Boris Johnson says Russia's Kharkiv attack is 'absolutely sickening'
Prime Minister Boris Johnson has said the scenes in Kharkiv were “absolutely sickening” and compared the situation to some of the attacks on Sarajevo in the Bosnian war. “It has that feel to me of an atrocity committed deliberately against a civilian centre,” he said at Tapa military base in Estonia.
Boris Johnson also played down the prospect of Russia being thrown off the UN Security Council because the rules could not be changed without Moscow’s agreement due to its veto.
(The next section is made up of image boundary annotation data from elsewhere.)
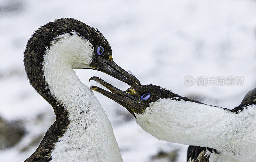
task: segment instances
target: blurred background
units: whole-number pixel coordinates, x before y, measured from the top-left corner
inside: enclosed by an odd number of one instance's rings
[[[206,104],[239,105],[256,87],[256,1],[0,0],[0,161],[24,161],[54,122],[52,108],[33,89],[23,62],[33,32],[52,20],[73,18],[96,27],[118,65],[142,84],[154,84]],[[102,73],[76,70],[128,86]],[[187,75],[239,76],[242,86],[184,84]],[[119,104],[95,94],[110,120],[124,161],[185,161],[188,146],[145,132]]]

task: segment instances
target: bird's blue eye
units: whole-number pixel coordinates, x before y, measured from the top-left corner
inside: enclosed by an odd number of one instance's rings
[[[104,48],[103,48],[103,47],[100,46],[97,49],[97,54],[98,55],[102,55],[103,52],[104,52]]]
[[[142,100],[147,100],[150,97],[150,93],[146,93],[141,96],[141,98]]]

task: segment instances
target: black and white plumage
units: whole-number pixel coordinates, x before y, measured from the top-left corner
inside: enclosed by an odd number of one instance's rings
[[[155,137],[200,146],[189,147],[188,161],[256,161],[256,88],[229,110],[191,100],[155,85],[124,92],[99,78],[91,80],[112,93],[94,86],[91,89],[125,107]]]
[[[255,104],[256,104],[256,88],[247,92],[240,104],[231,111],[238,113],[248,105]],[[207,162],[209,161],[211,154],[220,153],[217,150],[210,148],[189,146],[188,149],[187,160],[188,162]]]
[[[140,84],[114,62],[110,46],[99,31],[73,19],[54,20],[33,35],[24,61],[30,83],[56,118],[25,161],[122,161],[106,113],[73,70],[99,70],[130,85]]]

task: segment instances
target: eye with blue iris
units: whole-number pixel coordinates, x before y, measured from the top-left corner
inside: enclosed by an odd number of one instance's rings
[[[142,96],[141,96],[141,100],[145,100],[149,98],[149,97],[150,97],[150,93],[147,93],[143,94]]]
[[[104,48],[102,46],[100,46],[97,49],[97,54],[99,55],[102,55],[104,52]]]

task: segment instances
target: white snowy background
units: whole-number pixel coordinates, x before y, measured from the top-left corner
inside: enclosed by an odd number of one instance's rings
[[[116,63],[142,84],[230,109],[256,87],[255,0],[0,0],[0,116],[16,121],[26,132],[14,146],[0,150],[0,161],[25,160],[54,121],[52,108],[27,79],[23,53],[35,30],[63,17],[97,27],[111,45]],[[129,88],[100,72],[76,71],[88,86],[99,85],[88,82],[96,76],[122,89]],[[244,79],[242,86],[187,87],[187,75]],[[186,160],[187,146],[155,138],[124,107],[95,93],[111,121],[124,161]],[[152,158],[161,151],[178,155]]]

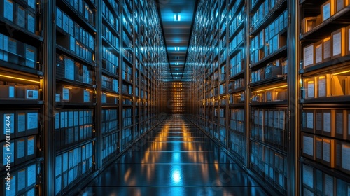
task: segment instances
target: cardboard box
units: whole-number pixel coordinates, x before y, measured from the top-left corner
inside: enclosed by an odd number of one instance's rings
[[[36,22],[35,19],[35,15],[30,12],[27,12],[27,29],[33,34],[35,34],[35,29],[36,29]]]
[[[349,5],[349,0],[335,0],[335,12],[337,13]]]
[[[346,54],[350,55],[350,26],[348,26],[346,27],[346,38],[347,38],[347,50],[346,50]]]
[[[332,33],[331,51],[332,59],[336,59],[345,55],[346,29],[342,28]]]
[[[4,17],[13,22],[13,13],[15,10],[15,2],[12,0],[4,0],[3,13]]]
[[[323,39],[323,62],[328,61],[331,59],[331,45],[330,37]]]
[[[314,133],[314,110],[303,110],[302,113],[302,131]]]
[[[0,85],[0,99],[13,99],[15,95],[15,87],[11,85]]]
[[[343,76],[332,76],[331,77],[331,94],[332,96],[345,95],[345,86],[347,77]]]
[[[315,62],[314,64],[323,62],[323,41],[321,40],[314,44],[315,52]]]
[[[321,15],[322,22],[330,18],[334,15],[335,12],[334,0],[327,1],[326,3],[321,6]]]
[[[331,80],[330,75],[318,76],[316,78],[317,97],[324,97],[331,96]]]
[[[315,160],[314,136],[302,133],[302,155],[311,160]]]
[[[307,68],[314,64],[314,44],[312,43],[303,48],[304,68]]]
[[[25,50],[25,66],[36,68],[36,48],[28,44],[24,44]]]
[[[16,24],[25,29],[26,10],[22,6],[16,4]]]
[[[302,19],[302,24],[304,34],[318,25],[316,17],[305,17]]]

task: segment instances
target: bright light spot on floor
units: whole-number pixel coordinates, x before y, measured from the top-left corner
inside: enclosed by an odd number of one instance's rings
[[[172,174],[172,178],[174,183],[179,183],[181,181],[181,175],[178,170],[174,171]]]

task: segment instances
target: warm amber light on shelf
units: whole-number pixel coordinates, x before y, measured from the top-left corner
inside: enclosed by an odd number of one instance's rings
[[[15,80],[18,80],[31,82],[31,83],[38,83],[38,84],[40,83],[40,81],[36,81],[36,80],[28,80],[28,79],[24,79],[24,78],[18,78],[18,77],[13,77],[13,76],[5,76],[5,75],[1,75],[1,74],[0,74],[0,77],[6,78],[11,78],[11,79],[15,79]]]
[[[347,70],[347,71],[342,71],[342,72],[333,74],[333,76],[337,76],[337,75],[342,74],[346,74],[346,73],[349,73],[349,72],[350,72],[350,70]]]
[[[273,90],[273,89],[277,89],[277,88],[285,88],[285,87],[288,87],[288,85],[281,85],[281,86],[277,86],[277,87],[274,87],[274,88],[265,88],[265,89],[262,89],[262,90],[259,90],[253,91],[253,92],[258,92],[266,91],[266,90]]]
But he added: “What is happening is that the great middle of the UN congregation is starting to realise quite how horrific this is. “With every day that goes by, as they watch the heroism of the Ukrainian resistance and they see what’s happening in Ukraine and they see episodes like the missile in Kharkiv and the destruction of civilian populations, I think people’s stomachs are being turned by what is happening. “They are seeing that it is necessary to stand up against Russian aggression, to support the Ukrainians and to endorse our strategy which is that President Putin must not be allowed to succeed, he must fail in Ukraine.”
"What's happening in Kharkiv, it's absolutely sickening, and it reminds me if anything (of) the shelling of Sarajevo market, the shelling of innocent people in Bosnia," Johnson told journalists during a visit to a NATO base in Tallinn.
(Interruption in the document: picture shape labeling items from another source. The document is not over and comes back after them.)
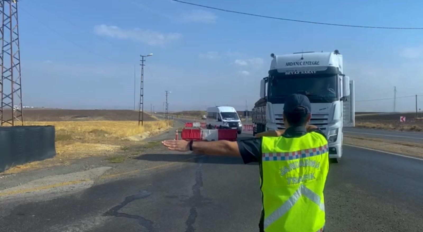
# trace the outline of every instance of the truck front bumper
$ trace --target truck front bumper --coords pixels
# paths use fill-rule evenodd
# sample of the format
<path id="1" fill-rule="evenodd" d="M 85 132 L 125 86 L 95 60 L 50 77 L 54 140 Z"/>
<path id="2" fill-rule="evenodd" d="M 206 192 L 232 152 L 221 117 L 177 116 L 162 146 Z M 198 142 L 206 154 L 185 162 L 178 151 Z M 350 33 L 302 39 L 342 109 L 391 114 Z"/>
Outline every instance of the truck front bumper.
<path id="1" fill-rule="evenodd" d="M 340 158 L 342 156 L 342 144 L 341 143 L 330 143 L 329 158 Z"/>

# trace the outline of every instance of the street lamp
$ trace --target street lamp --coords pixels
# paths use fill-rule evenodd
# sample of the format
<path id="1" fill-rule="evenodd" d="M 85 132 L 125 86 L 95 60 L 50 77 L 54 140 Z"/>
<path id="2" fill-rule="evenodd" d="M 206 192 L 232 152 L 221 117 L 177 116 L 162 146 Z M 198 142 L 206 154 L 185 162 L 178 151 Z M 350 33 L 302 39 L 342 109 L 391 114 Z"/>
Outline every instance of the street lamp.
<path id="1" fill-rule="evenodd" d="M 165 113 L 166 120 L 169 120 L 169 116 L 168 116 L 169 114 L 169 104 L 168 103 L 168 95 L 172 92 L 168 90 L 165 90 L 165 93 L 166 94 L 166 112 Z"/>
<path id="2" fill-rule="evenodd" d="M 150 53 L 147 55 L 140 55 L 141 57 L 141 90 L 140 91 L 140 106 L 138 110 L 138 126 L 144 125 L 144 62 L 146 61 L 145 58 L 148 56 L 151 56 L 153 53 Z"/>

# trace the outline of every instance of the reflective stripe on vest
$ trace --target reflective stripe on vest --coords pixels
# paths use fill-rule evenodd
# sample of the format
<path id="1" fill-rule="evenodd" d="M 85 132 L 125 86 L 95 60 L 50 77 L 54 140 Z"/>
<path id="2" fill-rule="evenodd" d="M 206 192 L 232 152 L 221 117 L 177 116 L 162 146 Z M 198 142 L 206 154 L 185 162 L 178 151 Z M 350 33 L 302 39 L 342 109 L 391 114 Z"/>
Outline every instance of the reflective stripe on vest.
<path id="1" fill-rule="evenodd" d="M 326 139 L 316 132 L 298 138 L 264 137 L 262 150 L 264 231 L 321 231 L 329 169 Z"/>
Boris Johnson said that Russia's bombardment of Ukraine's second city Kharkiv was reminiscent of massacres of civilians in Sarajevo in the 1990s.
Two shillings of a marketplace during the siege of Sarajevo in 1994 killed over 100 civilians, one of the bloodiest days in the Bosnian War following the break-up of the former Yugoslavia.
Moscow on Tuesday intensified its six-day offensive against Ukraine, killing at least 18 civilians with missiles and artillery strikes in Kharkiv alone.